José
The train passes the tranquil forest of Sils before Girona.
Afternoons are lethargic. A pestilence of flies, the sound of rifles.
‘There’s nothing here in this town’, a German backpacker warns.
Unsure of the way, I sniff the piss along the quiet boulevarde.
They say the river has dried up, sprouting islands of weedy grass.
The pensione’s owner is French but speaks un pequeno ingles.
There are mornings when I’ve woken to the rawness of the day,
to a city failing memory, as unforgiving as a lover, its fringes
blurring into chalky, yellow haze, its walls and citadels crumbling.

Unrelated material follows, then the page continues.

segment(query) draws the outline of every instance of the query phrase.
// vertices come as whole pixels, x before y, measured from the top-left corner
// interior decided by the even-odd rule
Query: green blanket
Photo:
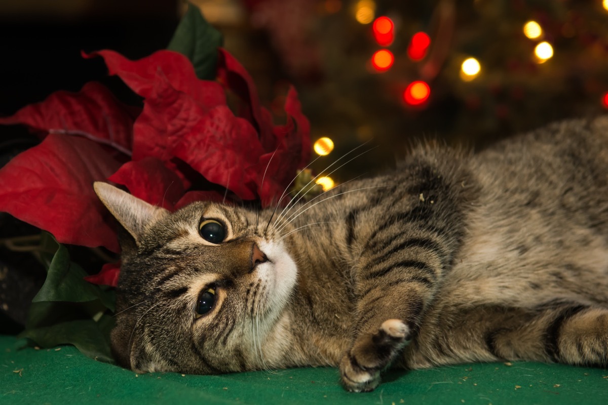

I want to remember the red earth, the white-washed village,
José playing guitar, the courtyard swirling as pigeon wings
shatter the Lorcan sky; his intricate flame, his soléares.
Departures
Some days we trust more than desire, trying to be true
to morning’s distractions. By the afternoon, what have
we achieved? My friend was abandoned by her spouse.
After the separation I spoke to her, outside the school,
the maple dropping its serrated leaves, pink camellias
shedding curls. I watched her stroke her daughter's face
with a strange tenderness. As we walked our children
to parked cars, somewhere near the pedestrian crossing,
where four wheel drives decelerate for a speed hump,
it occurred to me that just as we’re balanced in flight,
an updraught spins us through its turbulent revolutions.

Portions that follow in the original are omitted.